23. On a similar issue, the Hon’ble Madhya Pradesh High Court in the case of CIT(A) vs. Metachem Industries [2000] 245 ITR 160 has held as under:

“Once it is established that the amount has been invested by a particular person, be he a partner or an individual, then the responsibility of the assessee is over. Whether that person is an income-tax payer or not and where he had brought this money from, is not the responsibility of the firm. The moment the firm gives a satisfactory explanation and produces the person who has deposited the amount, then the burden of the treated to be the income of the firm for the purposes of income-tax.”

24. Similarly, the Hon’ble Punjab & Haryana High Court in the case of CIT vs. Barna Electro Corporation [2001] 252 ITR 344 affirmed the view of the Tribunal by holding that:

“The Tribunal deleted the addition n the ground that thought there was no evidence to show that on the date of investment, the partners had sufficient funds in their possession to prove that the investments were made from that amount in the capital account, since these partners admitted to have made these investments in the assessee-firm and since there was no material to indicate that the cash credits were the profit of the firm, they could not be assessed as the firm’s income and that the unexplained investments could be assessed in the individual hands of the partners under section 69 Income-tax Act, if that was permissible.”

25. On a similar issue, the Hon’ble Punjab & Haryana High Court in the case of CIT vs.

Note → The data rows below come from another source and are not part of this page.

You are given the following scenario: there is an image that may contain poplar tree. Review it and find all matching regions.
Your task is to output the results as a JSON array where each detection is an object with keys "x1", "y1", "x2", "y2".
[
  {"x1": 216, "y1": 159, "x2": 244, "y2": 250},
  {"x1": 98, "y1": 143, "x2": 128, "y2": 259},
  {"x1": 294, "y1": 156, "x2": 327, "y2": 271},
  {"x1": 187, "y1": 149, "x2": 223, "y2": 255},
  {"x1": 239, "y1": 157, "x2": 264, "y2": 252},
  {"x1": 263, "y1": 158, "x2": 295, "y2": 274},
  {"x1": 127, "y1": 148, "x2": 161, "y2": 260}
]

Metal & Metals of India (supra) observed in para 5 as under:

“5. In the present case, the firm has given explanation about the source namely Suresh Bhandari, partner, who himself is an assessee. The said partner has admitted having made deposit with the firm. Thus, as far as the firm is concerned, even if the gift claimed to have been received by Suresh Bhandari is to be rejected, the said Suresh Bhandari may be liable to be taxed by treating the said amount as undisclosed income, but the firm cannot be subjected to tax on that ground.”

26. In the present case also the amount in question was deposited by the partner as his capital, therefore, even if the Assessing Officer was not satisfied with the explanation of the assessee, it cannot be added in the hands of the assessee firm. At the most it cannot be considered in the hands of the individual partner of the assessee firm.

27. I, therefore, considering the totality of the facts, as discussed herein above, am of the view that the learned CIT(A) was not justified in confirming the addition made by the Assessing Officer on account of capital contributed by the partner in the assessee firm. Accordingly, the addition made by the Assessing Officer and confirmed by the learned CIT(A) is deleted.

28. In the result, the appeal of the assessee is allowed.